8942 Preliminary Analysis of the Genetic Determinism of the Resistance to Rotylenculus Reniformis in the Backcross Progeny of [(G.hirsutum x G. thurberi)2 x G. longicalyx] Hybrid

Thursday, January 8, 2009: 2:15 PM
Conf. Rooms 1-4 (Marriott Rivercenter Hotel)
Guy Gustave Mergeai, J.P. Baudoin and N. O. Konan, Gembloux Agricultural University, Gembloux, Belgium
The purpose of the investigation was to verify if the resistance to the reniform nematode observed in the backcross progeny of [(G.hirsutum x G. thurberi)² x G. longicalyx] (HTL) hybrid was controlled by a sole DNA fragment coming from G. longicalyx chromosome homeologous to chromosome-11 of G. hirsutum as observed in the backcross progeny of other trispecific hybrids involving G. longicalyx. In order to reach this objective, 13 BC1, 28 BC2 and 24 BC3 plants issued from the backcrossing to two G. hirsutum cultivars of HTL hybrid and highly resistant HTL backcross derivatives were screened in growth chambers for their resistance to the reniform nematode. The host status of the tested plants was assessed according to a scale where relative plant resistance is based on egg production per gram of root expressed as a percentage of egg production per gram on G. hirsutum control plants within the test. The limits of the five classes of the scale were: 0% = immune (I), 1-10% = highly resistant (HR), 11-25% = resistant (R), 26-40% = moderately resistant (MR), 41-100% = susceptible as check (S) and above 100% = very susceptible (VS).
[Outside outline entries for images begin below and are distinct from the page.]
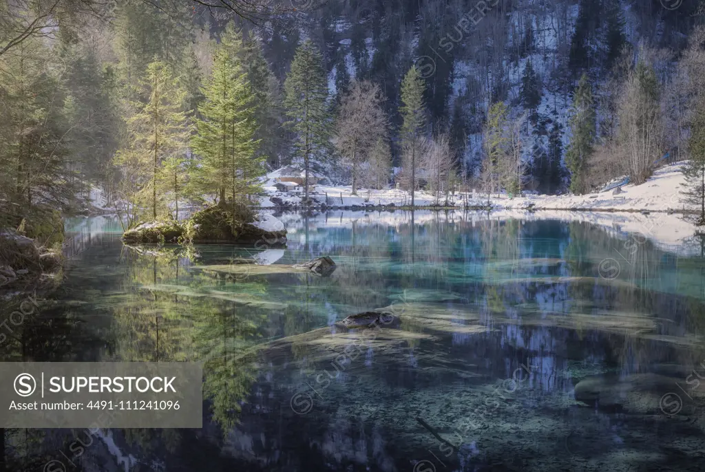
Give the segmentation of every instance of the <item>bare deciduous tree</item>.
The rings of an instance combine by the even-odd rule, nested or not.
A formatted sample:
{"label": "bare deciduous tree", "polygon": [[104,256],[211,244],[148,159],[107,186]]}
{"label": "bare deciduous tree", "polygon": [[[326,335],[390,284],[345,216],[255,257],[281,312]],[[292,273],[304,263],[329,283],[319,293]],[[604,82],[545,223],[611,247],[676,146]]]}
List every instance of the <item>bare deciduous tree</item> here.
{"label": "bare deciduous tree", "polygon": [[660,89],[653,67],[642,59],[629,73],[618,101],[620,154],[636,184],[646,182],[663,154]]}
{"label": "bare deciduous tree", "polygon": [[442,133],[429,142],[427,152],[423,157],[423,166],[429,175],[431,191],[436,194],[436,204],[439,203],[442,191],[448,204],[450,175],[455,166],[455,156],[450,148],[448,133]]}
{"label": "bare deciduous tree", "polygon": [[352,193],[357,189],[360,166],[367,162],[379,139],[386,138],[387,118],[384,101],[376,84],[355,80],[343,98],[336,132],[336,147],[350,166]]}

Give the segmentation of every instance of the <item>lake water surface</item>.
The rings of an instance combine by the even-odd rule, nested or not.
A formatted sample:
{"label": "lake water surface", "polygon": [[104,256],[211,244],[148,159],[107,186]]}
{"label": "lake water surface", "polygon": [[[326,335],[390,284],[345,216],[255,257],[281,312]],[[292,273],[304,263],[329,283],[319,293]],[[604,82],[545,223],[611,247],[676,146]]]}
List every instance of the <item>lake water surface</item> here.
{"label": "lake water surface", "polygon": [[[115,221],[68,221],[65,281],[4,360],[202,362],[204,428],[78,457],[80,431],[10,431],[12,470],[705,467],[702,257],[559,221],[279,217],[283,249],[128,248]],[[285,268],[321,255],[329,276]],[[382,307],[400,325],[333,325]]]}

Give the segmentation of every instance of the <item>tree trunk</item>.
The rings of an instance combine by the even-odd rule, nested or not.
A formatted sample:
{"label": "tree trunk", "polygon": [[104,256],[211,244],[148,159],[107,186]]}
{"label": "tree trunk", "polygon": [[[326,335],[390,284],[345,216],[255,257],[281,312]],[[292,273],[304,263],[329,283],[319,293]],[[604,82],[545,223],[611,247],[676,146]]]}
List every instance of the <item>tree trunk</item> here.
{"label": "tree trunk", "polygon": [[353,148],[352,149],[352,194],[353,195],[357,194],[355,193],[355,184],[357,183],[357,182],[356,182],[356,177],[357,177],[357,175],[355,174],[357,173],[357,163],[355,163],[355,148]]}
{"label": "tree trunk", "polygon": [[154,167],[152,173],[152,217],[157,219],[157,149],[158,146],[157,136],[159,134],[157,128],[157,121],[159,116],[157,113],[157,107],[159,106],[159,94],[157,87],[157,75],[154,75]]}
{"label": "tree trunk", "polygon": [[176,221],[178,221],[178,182],[177,181],[178,174],[174,170],[174,199],[176,201]]}
{"label": "tree trunk", "polygon": [[[415,137],[414,138],[416,139]],[[411,148],[411,209],[414,210],[414,191],[416,190],[416,142]],[[412,213],[413,214],[413,213]]]}

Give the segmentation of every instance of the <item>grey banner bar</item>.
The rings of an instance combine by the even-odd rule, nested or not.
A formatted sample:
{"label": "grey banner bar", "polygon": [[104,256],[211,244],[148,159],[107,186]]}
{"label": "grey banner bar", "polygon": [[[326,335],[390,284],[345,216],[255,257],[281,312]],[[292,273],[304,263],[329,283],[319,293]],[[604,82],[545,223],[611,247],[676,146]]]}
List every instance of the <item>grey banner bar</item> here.
{"label": "grey banner bar", "polygon": [[202,428],[192,362],[0,362],[0,428]]}

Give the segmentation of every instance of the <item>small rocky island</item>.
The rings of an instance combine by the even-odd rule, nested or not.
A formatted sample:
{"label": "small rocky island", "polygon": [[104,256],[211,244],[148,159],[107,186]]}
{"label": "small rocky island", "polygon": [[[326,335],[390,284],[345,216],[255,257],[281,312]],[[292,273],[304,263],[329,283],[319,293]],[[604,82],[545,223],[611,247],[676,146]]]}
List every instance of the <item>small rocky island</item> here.
{"label": "small rocky island", "polygon": [[143,223],[123,235],[128,244],[255,244],[268,247],[286,244],[286,230],[274,218],[258,221],[255,213],[243,210],[235,213],[216,205],[195,213],[185,221],[169,220]]}

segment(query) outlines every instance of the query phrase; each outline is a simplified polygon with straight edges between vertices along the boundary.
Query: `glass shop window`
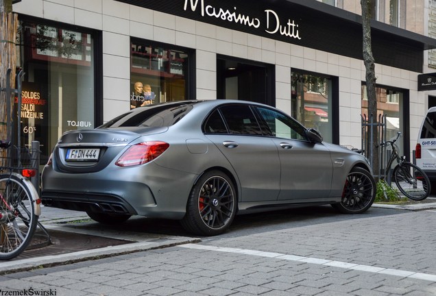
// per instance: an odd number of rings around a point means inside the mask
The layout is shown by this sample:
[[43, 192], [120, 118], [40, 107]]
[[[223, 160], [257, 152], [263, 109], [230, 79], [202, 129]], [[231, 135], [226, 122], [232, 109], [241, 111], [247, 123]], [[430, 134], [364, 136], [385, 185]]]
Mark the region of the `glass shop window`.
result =
[[192, 51], [145, 40], [131, 42], [130, 108], [192, 99]]

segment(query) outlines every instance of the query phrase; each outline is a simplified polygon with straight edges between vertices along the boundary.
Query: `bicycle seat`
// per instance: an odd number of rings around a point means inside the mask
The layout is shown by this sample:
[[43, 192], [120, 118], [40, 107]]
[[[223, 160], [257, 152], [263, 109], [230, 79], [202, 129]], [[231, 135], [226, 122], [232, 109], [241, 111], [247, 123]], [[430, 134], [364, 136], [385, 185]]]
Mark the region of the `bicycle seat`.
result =
[[0, 148], [9, 148], [11, 143], [8, 140], [0, 140]]

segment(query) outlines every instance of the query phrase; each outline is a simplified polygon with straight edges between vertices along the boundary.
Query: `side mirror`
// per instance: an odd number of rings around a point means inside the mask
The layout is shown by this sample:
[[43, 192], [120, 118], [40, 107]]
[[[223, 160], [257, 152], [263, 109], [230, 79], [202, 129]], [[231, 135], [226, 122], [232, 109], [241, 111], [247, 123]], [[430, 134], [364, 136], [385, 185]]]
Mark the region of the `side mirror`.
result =
[[313, 128], [308, 128], [306, 130], [306, 135], [307, 138], [312, 143], [321, 143], [322, 142], [322, 136], [319, 134], [319, 132]]

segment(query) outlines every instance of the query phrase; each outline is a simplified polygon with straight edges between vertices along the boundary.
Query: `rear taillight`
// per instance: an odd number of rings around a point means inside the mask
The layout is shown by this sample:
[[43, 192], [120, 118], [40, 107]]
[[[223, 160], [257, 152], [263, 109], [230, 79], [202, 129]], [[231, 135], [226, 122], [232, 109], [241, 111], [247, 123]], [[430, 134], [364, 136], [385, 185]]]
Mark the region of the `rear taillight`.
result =
[[143, 142], [131, 146], [115, 162], [119, 166], [130, 166], [150, 162], [162, 154], [169, 144], [160, 141]]
[[48, 161], [48, 162], [47, 162], [47, 164], [45, 164], [45, 165], [47, 165], [47, 166], [50, 166], [50, 165], [51, 165], [51, 162], [52, 162], [51, 158], [52, 158], [52, 157], [53, 157], [53, 153], [51, 153], [50, 154], [50, 157], [49, 158], [49, 161]]
[[415, 147], [415, 158], [421, 158], [421, 144], [420, 143], [416, 144], [416, 147]]
[[21, 170], [21, 175], [25, 177], [32, 177], [36, 175], [36, 170], [32, 169], [23, 169]]

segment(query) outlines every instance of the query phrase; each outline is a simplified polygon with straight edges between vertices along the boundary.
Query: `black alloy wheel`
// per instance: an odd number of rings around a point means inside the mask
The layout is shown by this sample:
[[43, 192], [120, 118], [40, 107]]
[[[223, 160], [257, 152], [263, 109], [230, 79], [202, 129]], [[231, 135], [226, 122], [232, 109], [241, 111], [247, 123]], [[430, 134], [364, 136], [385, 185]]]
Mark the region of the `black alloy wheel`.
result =
[[220, 234], [233, 221], [236, 208], [235, 190], [230, 179], [221, 171], [210, 171], [193, 187], [182, 225], [195, 234]]
[[332, 204], [333, 208], [346, 214], [359, 214], [366, 211], [376, 198], [376, 182], [367, 170], [355, 167], [346, 180], [342, 201]]

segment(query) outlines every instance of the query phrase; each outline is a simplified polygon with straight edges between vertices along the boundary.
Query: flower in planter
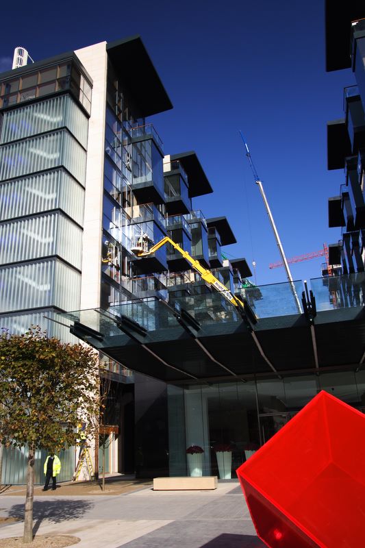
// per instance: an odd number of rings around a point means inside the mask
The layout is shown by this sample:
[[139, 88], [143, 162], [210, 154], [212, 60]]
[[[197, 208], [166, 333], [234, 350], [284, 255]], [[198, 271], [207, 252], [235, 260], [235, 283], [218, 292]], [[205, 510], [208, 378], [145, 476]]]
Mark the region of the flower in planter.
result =
[[216, 453], [218, 453], [220, 451], [231, 451], [233, 450], [233, 447], [230, 443], [218, 443], [214, 447], [214, 451]]
[[199, 445], [190, 445], [190, 447], [188, 447], [186, 449], [187, 455], [194, 455], [196, 453], [204, 453], [204, 449]]
[[260, 449], [260, 445], [257, 443], [254, 443], [253, 442], [247, 442], [247, 443], [244, 444], [244, 451], [257, 451]]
Among the 65 BC plants tested, we counted 20 (31%) HR, 25 (38%) R, and 20 (31%) S. None of them were I or MR. According to the BC generation, the percentage of sensitive plants varied from 20 % (BC2) to 40% (BC3). The phenotypic segregation was compared with the segregation of SSR markers BNL 3279_114 and BNL 836_215 specific to G. longicalyx mapped respectively at 1.4 and 4.4 cM of the G. reniformis resistance locus in the LONREN lines developed by USDA. Globally, only about 50% of the tested HR and R plants carried the SSR markers specific to G. longicalyx while 75 % of the S plants presented only G. hirsutum specific SSR alleles. No significant distortion was observed regarding the transfer through the ovule of both SSR markers specific to G. longicalyx in the different backcross generations. A recombination between the two marker loci was observed for 6% of the 65 analysed BC plants. These results indicate that the resistance to R. reniformis might be controlled by more than one gene. A screening of larger populations issued from highly resistant plants using molecular markers distributed all over the genome of G. hirsutum is necessary to check this hypothesis and map the other DNA fragment(s) of G. longicalyx and G. thurberi that could be involved in the control of the resistance to the reniform nematode.